Optimization problem

The berth allocation problem (also known as the berth scheduling problem) is a NP-complete problem in operations research, regarding the allocation of berth space for vessels in container terminals. Vessels arrive over time and the terminal operator needs to assign them to berths in order to be served (loading and unloading containers) as soon as possible. Different factors affect the berth and time assignment of each vessel.

Among models found in the literature, there are four most frequently observed cases:
1. discrete vs. continuous berthing space,
2. static vs. dynamic vessel arrivals,
3. static vs. dynamic vessel handling times, and
4. variable vessel arrivals.

In the discrete problem, the quay is viewed as a finite set of berths. In the continuous problem, vessels can berth anywhere along the quay and the majority of research deals with the former case. In the static arrival problem all vessels are already at the port whereas in the dynamic only a portion of the vessels to be scheduled are present. The majority of the published research in berth scheduling considers the latter case. In the static handling time problem, vessel handling times are considered as input, whereas in the dynamic they are decision variables. Finally, in the last case, the vessel arrival times are considered as variables and are optimized.
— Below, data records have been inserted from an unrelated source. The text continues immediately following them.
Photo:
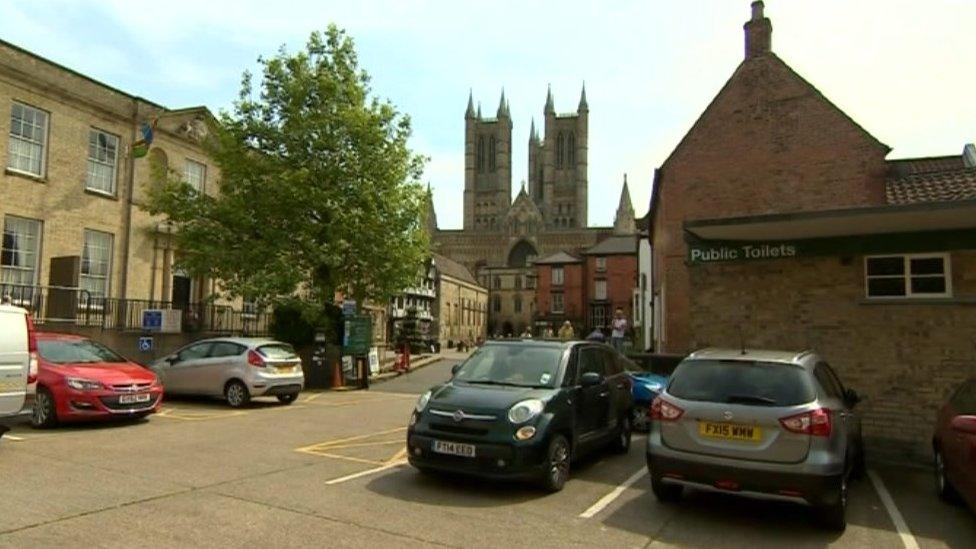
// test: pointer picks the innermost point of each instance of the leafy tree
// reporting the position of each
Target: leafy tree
(318, 190)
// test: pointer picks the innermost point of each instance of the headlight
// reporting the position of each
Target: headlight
(422, 402)
(525, 410)
(83, 384)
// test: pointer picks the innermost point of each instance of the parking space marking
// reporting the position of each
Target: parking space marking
(606, 500)
(900, 525)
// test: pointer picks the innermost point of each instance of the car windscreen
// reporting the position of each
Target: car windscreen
(741, 382)
(516, 365)
(278, 351)
(81, 351)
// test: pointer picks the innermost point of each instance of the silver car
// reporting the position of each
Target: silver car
(763, 424)
(236, 368)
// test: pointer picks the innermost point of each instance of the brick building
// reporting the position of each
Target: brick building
(777, 222)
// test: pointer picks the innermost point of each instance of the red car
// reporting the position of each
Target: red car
(80, 379)
(955, 446)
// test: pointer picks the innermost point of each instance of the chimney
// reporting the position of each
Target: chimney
(759, 32)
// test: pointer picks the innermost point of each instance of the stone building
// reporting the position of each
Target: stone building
(501, 238)
(777, 222)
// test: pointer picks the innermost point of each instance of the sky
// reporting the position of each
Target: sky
(903, 69)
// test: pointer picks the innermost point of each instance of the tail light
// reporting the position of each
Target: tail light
(662, 410)
(254, 359)
(815, 423)
(31, 351)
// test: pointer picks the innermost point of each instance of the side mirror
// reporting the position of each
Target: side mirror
(964, 424)
(590, 379)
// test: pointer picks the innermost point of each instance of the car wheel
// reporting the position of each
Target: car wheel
(44, 414)
(287, 399)
(237, 394)
(834, 516)
(665, 493)
(942, 485)
(557, 464)
(621, 443)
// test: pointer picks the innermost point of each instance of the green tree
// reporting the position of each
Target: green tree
(318, 189)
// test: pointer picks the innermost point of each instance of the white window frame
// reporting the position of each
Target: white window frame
(558, 276)
(96, 161)
(29, 141)
(11, 221)
(907, 276)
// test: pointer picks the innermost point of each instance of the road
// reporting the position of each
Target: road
(328, 471)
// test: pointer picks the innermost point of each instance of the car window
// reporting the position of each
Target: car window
(194, 352)
(742, 382)
(222, 349)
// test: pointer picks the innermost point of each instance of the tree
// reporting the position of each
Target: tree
(318, 189)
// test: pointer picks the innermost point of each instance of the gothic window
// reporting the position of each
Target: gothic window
(491, 154)
(560, 145)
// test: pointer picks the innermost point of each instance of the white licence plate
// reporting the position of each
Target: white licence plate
(454, 448)
(133, 399)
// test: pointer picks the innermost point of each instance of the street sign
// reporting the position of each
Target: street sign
(146, 344)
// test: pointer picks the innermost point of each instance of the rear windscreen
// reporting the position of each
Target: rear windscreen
(278, 351)
(741, 382)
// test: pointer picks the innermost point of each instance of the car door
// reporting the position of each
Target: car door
(183, 373)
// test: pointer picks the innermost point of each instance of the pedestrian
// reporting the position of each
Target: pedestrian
(619, 330)
(566, 333)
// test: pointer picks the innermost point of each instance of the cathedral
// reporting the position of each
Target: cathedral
(501, 238)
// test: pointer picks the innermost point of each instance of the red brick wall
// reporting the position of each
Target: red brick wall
(769, 143)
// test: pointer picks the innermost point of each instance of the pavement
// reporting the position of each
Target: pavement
(329, 470)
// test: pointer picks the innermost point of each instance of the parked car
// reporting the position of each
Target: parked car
(523, 410)
(772, 425)
(18, 362)
(954, 445)
(234, 368)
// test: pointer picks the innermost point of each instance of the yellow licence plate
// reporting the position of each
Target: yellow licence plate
(730, 431)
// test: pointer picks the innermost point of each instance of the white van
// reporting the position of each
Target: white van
(18, 362)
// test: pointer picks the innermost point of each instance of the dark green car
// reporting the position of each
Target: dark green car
(523, 410)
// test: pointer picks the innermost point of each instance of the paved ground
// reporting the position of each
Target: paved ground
(327, 471)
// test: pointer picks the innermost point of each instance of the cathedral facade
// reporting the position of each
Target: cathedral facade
(501, 238)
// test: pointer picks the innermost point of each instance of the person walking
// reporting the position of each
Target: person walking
(619, 332)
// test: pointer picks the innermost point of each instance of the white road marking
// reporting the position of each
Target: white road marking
(608, 499)
(906, 535)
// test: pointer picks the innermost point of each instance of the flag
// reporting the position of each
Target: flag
(141, 147)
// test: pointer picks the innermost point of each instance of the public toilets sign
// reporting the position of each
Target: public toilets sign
(702, 252)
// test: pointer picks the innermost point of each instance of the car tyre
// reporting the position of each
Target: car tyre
(237, 394)
(557, 464)
(942, 485)
(834, 516)
(665, 493)
(287, 398)
(621, 443)
(45, 414)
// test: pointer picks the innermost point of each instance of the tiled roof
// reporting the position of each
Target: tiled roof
(932, 186)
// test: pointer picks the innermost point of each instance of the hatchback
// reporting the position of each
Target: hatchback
(523, 410)
(954, 445)
(763, 424)
(235, 368)
(81, 379)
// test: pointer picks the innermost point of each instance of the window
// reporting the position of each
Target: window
(28, 137)
(600, 290)
(21, 248)
(557, 303)
(96, 263)
(914, 275)
(196, 175)
(557, 276)
(103, 149)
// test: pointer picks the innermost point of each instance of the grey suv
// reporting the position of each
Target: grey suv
(762, 424)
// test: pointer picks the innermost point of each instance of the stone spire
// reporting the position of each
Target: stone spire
(624, 223)
(470, 112)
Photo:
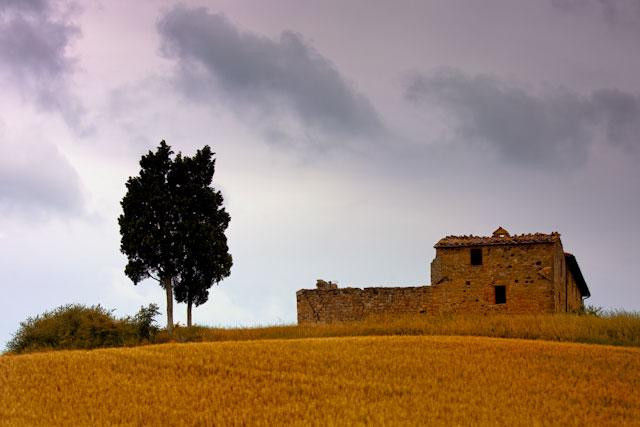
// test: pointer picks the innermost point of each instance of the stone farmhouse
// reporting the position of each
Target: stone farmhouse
(527, 273)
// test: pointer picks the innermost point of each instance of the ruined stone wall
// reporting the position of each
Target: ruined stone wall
(534, 276)
(526, 271)
(574, 303)
(348, 304)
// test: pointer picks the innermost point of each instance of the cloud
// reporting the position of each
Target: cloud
(615, 12)
(619, 112)
(34, 39)
(551, 129)
(284, 79)
(37, 180)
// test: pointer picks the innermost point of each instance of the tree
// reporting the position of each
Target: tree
(161, 224)
(202, 228)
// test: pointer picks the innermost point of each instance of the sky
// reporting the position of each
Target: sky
(349, 136)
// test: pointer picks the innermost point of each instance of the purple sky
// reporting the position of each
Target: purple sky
(350, 137)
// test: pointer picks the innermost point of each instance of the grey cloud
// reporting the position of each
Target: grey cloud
(36, 179)
(253, 72)
(615, 12)
(619, 112)
(33, 54)
(551, 129)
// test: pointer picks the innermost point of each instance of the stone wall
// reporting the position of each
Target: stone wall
(534, 276)
(526, 271)
(348, 304)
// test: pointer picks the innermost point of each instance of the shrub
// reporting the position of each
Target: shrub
(75, 326)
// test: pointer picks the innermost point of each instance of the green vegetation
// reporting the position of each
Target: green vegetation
(75, 326)
(614, 328)
(78, 327)
(172, 225)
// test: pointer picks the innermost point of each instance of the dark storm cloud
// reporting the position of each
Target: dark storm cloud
(253, 72)
(550, 129)
(33, 54)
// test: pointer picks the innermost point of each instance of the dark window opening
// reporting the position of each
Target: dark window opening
(476, 256)
(501, 294)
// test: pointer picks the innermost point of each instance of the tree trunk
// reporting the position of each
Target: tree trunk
(168, 287)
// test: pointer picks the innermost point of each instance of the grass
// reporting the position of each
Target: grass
(618, 328)
(411, 380)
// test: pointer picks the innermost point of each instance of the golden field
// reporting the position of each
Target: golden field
(616, 328)
(349, 380)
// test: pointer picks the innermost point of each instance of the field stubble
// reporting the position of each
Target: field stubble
(382, 380)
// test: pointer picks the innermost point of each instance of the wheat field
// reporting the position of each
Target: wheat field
(330, 381)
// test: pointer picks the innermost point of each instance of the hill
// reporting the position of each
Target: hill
(377, 379)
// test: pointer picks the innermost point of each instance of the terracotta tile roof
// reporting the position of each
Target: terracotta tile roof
(460, 241)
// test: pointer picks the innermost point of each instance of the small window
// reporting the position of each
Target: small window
(476, 256)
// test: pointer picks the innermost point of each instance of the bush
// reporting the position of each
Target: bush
(75, 326)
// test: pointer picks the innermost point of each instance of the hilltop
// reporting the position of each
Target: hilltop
(381, 380)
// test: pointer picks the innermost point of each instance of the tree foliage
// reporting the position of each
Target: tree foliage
(173, 226)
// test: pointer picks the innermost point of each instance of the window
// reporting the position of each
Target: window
(476, 256)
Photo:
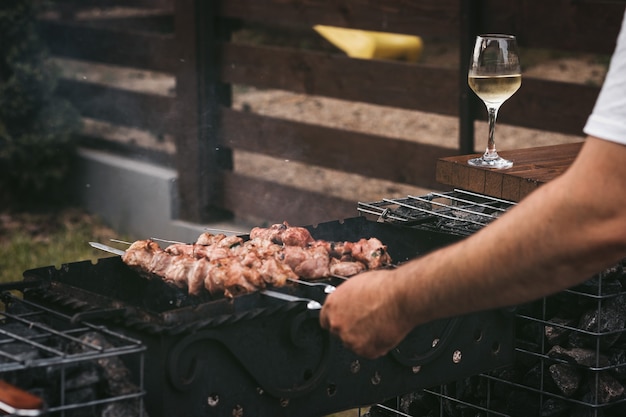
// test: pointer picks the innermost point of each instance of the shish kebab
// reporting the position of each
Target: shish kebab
(230, 265)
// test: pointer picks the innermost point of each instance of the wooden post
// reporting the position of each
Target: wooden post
(199, 98)
(470, 12)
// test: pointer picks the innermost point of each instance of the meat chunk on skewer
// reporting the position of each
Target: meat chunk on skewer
(308, 263)
(229, 266)
(346, 268)
(371, 252)
(283, 234)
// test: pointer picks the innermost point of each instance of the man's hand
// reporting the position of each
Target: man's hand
(365, 313)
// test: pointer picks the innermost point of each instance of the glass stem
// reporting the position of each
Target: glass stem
(491, 152)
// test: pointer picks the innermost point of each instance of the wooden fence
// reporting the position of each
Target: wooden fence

Technical restrictions such as berthing draft and inter-vessel and end-berth clearance distance are further assumptions that have been adopted in some of the studies dealing with the berth allocation problem, bringing the problem formulation closer to real world conditions. Introducing technical restrictions to existing berth allocation models is rather straightforward and it may increase the complexity of the problem but simplify the use of metaheuristics (decrease in the feasible space).

Some of the most notable objectives addressed in the literature are:
1. Minimization of vessel total service times (waiting and handling times),
2. Minimization of early and delayed departures,
3. Optimization of vessel arrival times,
4. Optimization of emissions and fuel consumption.

Problems have been formulated as single and multi-objective as well as single and bi-level.